Bien que le roman débute avec une peur psychologique qui rôde et s'installe peu à peu, car c'est plutôt affronter le noir et l'inconnu qui se révèle dangereux pour les habitants, la deuxième moitié du roman va matérialiser la peur par le biais de créatures ou de personnages malfaisants. Mais dans l'ensemble, c'est l'ambiance sournoise du livre qui touche le lecteur, plus que le véritable déploiement de moments forts. On n'est pas effrayé pourtant on aime imaginer que le pire risque d'arriver. Du coup Glukhovsky joue sur l'attente et l'anxiété qu'elle engendre sans jamais complètement rassasier. Il ne faut pas s'attendre à des révélations formidables ou des batailles dantesques mais plutôt, à l'image de l'ouverture, du plaisir de raconter une histoire étrange au cœur de la nuit et d'expérimenter le simple malaise qui s'ensuit. On retrouve d'ailleurs ce procédé dans son roman suivant intitulé "Sumerki".

"Une peur panique régnait sur la station. Hommes et femmes bondissaient des tentes, à demi dévêtus, jetant autour d'eux des regards affolés. Un homme sautillait à cloche-pied en essayant vainement d'enfiler son pantalon ; il se plia en deux brusquement, les mains sur le ventre, et tomba..."

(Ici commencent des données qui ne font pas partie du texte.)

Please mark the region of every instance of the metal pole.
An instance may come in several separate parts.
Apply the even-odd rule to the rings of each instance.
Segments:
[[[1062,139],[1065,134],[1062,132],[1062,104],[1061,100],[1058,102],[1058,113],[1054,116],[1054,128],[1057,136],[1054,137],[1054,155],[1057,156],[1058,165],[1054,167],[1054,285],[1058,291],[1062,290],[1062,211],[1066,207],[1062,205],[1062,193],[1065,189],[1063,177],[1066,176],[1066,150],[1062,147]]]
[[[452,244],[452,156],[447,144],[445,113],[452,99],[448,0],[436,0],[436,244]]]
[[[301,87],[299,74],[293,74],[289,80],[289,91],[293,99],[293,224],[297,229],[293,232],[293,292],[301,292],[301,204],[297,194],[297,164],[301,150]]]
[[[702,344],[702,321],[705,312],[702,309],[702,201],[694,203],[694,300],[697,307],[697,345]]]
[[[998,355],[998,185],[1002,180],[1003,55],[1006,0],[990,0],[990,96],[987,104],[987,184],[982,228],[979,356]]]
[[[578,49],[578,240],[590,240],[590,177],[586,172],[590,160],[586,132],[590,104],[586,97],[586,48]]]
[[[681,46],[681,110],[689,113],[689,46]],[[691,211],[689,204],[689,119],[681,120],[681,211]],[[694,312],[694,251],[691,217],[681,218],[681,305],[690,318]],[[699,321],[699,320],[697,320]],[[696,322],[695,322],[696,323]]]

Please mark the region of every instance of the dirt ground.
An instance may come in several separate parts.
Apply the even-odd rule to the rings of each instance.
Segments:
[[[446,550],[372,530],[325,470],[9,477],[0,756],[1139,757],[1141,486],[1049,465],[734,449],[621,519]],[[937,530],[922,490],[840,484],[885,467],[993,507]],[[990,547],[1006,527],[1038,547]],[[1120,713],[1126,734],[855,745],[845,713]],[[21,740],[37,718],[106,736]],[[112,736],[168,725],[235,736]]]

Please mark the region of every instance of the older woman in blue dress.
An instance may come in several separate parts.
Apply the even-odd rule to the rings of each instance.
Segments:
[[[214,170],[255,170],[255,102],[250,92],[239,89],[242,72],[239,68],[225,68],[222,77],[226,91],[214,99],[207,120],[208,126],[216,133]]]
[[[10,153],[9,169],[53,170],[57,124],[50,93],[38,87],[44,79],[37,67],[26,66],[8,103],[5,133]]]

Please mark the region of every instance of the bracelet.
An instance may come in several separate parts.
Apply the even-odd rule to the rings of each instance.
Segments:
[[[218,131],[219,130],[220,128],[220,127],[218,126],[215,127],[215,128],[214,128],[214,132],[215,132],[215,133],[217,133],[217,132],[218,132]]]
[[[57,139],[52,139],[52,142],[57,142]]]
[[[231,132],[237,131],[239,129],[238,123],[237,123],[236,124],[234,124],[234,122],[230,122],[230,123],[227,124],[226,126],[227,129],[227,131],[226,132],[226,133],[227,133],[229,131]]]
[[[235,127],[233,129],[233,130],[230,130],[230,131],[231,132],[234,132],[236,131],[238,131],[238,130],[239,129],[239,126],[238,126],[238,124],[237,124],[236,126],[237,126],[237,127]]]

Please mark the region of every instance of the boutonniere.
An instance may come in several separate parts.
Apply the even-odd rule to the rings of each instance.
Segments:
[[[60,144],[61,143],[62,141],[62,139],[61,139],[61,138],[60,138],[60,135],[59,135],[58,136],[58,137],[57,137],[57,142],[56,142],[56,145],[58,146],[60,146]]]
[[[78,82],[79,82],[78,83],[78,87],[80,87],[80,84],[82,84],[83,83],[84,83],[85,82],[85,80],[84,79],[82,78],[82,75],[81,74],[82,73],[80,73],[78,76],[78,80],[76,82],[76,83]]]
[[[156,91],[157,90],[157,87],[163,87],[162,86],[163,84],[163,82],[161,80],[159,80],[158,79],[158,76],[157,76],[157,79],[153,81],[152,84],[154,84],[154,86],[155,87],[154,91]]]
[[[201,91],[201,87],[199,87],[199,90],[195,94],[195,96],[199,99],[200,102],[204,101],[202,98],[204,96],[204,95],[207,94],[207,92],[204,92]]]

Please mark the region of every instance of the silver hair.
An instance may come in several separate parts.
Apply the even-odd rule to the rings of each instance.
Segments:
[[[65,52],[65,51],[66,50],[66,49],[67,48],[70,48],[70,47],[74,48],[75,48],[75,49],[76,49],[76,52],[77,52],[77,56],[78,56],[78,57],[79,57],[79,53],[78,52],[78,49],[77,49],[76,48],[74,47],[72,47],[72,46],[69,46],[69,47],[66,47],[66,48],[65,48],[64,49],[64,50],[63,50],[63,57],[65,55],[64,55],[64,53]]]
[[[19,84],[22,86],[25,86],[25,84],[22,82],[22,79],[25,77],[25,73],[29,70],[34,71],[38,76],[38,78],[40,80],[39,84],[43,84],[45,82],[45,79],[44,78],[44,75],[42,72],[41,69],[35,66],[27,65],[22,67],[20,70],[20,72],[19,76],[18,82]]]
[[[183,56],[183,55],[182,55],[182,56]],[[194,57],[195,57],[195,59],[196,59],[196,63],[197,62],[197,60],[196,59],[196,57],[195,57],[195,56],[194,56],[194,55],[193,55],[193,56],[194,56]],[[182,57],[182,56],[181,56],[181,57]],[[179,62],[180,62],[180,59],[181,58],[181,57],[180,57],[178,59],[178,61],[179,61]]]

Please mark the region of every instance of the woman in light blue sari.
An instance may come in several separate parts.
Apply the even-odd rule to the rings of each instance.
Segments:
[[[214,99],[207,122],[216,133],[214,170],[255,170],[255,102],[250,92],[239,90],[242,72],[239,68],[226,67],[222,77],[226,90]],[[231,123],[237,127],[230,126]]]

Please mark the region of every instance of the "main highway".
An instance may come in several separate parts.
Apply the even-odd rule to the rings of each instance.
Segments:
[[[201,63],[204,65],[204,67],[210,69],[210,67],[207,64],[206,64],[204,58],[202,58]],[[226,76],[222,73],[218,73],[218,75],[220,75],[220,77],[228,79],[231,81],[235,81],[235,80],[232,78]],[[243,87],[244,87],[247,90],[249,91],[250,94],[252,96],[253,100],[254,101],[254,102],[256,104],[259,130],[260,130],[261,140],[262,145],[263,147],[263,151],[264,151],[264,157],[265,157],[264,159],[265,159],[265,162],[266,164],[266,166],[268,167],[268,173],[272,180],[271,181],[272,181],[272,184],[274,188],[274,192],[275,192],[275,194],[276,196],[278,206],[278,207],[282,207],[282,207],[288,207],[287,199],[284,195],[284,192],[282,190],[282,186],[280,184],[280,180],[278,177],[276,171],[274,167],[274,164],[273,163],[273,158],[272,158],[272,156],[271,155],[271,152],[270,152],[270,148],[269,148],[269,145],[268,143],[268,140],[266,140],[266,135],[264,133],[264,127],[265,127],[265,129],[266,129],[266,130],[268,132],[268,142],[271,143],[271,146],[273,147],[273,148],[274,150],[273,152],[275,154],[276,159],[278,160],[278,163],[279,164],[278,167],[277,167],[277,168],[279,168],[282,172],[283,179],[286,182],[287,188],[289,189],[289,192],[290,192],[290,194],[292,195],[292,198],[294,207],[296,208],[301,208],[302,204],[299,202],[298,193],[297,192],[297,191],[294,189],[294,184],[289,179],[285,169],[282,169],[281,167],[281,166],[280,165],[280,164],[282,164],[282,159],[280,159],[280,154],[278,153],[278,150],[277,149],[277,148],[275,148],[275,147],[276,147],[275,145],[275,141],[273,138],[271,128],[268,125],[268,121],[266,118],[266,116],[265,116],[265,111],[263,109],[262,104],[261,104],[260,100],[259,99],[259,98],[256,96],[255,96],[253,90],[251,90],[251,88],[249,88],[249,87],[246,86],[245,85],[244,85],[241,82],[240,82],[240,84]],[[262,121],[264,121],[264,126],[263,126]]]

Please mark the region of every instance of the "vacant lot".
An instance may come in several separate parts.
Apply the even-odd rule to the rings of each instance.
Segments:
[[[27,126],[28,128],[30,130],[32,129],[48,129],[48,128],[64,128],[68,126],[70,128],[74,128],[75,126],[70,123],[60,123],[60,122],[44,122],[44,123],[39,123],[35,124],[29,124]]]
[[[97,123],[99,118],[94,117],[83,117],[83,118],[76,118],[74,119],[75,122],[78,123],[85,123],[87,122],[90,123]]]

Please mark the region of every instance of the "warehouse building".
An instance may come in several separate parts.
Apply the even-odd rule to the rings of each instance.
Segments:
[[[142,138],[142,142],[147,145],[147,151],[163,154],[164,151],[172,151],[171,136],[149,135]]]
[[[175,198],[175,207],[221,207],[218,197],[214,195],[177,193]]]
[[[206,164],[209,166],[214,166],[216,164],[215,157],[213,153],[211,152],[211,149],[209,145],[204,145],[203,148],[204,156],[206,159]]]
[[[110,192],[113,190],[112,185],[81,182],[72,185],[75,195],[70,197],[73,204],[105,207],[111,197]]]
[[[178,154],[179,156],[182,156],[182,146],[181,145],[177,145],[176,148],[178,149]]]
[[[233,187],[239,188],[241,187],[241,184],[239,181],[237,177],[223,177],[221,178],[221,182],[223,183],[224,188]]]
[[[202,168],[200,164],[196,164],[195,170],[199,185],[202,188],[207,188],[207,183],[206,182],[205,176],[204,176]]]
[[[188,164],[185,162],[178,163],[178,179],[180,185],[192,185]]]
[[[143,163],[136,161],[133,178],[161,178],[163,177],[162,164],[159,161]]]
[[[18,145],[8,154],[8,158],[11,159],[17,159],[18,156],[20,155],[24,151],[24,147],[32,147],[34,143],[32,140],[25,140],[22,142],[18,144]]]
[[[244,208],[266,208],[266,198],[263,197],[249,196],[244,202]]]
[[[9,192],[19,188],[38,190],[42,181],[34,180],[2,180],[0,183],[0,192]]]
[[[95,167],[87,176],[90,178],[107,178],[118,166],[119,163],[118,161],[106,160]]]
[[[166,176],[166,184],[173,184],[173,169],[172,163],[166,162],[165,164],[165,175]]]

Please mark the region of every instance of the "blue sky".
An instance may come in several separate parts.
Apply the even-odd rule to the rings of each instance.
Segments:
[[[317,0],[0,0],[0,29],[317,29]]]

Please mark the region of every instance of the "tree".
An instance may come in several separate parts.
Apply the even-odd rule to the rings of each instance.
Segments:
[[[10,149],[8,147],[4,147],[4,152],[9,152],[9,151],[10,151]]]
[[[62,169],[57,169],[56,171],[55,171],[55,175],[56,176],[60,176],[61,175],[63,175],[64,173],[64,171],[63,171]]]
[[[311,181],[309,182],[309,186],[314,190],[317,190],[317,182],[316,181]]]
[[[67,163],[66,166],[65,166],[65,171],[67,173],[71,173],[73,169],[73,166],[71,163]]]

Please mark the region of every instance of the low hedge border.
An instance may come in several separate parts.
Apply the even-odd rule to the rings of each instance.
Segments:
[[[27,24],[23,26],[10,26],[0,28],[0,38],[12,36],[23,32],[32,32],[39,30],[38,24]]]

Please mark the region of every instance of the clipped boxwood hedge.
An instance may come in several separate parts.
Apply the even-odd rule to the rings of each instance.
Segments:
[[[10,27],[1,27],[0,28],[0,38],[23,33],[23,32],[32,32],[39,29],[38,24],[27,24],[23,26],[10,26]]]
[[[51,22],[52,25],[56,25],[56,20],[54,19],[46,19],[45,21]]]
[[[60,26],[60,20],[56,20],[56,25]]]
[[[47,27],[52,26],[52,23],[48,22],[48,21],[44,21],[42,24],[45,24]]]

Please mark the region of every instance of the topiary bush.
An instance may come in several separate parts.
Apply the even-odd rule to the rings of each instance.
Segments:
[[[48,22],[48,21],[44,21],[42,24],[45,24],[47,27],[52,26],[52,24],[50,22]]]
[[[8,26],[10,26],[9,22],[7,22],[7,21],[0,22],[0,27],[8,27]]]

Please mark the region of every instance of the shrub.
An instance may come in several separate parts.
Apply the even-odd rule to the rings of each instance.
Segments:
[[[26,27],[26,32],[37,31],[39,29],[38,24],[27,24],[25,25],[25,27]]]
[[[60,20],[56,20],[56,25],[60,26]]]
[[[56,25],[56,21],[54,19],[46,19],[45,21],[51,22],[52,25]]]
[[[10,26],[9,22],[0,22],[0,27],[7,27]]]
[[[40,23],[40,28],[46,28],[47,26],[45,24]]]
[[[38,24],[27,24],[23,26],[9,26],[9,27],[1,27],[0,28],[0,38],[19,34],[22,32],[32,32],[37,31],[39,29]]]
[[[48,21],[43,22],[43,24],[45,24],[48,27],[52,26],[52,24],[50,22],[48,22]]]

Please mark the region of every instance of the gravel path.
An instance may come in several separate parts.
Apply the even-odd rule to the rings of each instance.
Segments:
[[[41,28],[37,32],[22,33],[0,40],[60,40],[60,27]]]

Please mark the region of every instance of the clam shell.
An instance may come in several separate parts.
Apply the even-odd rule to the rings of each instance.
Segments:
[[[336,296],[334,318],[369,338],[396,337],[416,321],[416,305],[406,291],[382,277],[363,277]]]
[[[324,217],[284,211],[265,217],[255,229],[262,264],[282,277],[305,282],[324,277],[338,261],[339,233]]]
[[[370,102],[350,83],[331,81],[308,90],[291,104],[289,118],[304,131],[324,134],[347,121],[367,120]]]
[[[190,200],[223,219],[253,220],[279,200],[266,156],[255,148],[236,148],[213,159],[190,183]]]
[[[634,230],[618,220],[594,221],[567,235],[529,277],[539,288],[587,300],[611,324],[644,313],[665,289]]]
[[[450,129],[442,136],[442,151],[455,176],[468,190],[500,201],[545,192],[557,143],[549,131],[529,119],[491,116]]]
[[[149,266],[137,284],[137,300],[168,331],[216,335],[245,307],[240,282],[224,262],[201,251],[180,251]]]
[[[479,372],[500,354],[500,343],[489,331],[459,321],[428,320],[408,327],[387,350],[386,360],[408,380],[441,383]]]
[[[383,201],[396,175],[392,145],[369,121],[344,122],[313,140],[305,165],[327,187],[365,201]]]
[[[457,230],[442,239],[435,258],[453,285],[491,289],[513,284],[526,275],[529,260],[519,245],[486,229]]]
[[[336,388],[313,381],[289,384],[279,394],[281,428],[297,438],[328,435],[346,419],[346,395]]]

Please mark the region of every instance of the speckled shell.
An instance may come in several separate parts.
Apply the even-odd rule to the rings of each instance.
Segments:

 Glukhovsky livre un conte avec ce "Metro 2033". Il ne s'agit pas de narration complexe ni de scénario alambiqué, juste d'une histoire efficace grâce à son ambiance pesante et trouble. Il est vrai que l'auteur était jeune à l'époque où il le rédigeait, mais cela n'enlève rien à son idée simple et efficace. D'autant qu'elle fait référence à Wells, aux frères Strougatski et à Shakespeare. Les meilleurs passages sont d'ailleurs ceux qui font référence aux Stalkers, ces êtres en combinaison protectrice qui s'aventurent à la surface, lorsque Artyom gagne l'extérieur. Et même si Glukhovsky n'exploite pas la critique sociétale il se permet quelques réflexions intéressantes qu'il égrène au fil des chapitres, sur le sens de la vie, la nécessité de l'autre ou la religion catholique par exemple.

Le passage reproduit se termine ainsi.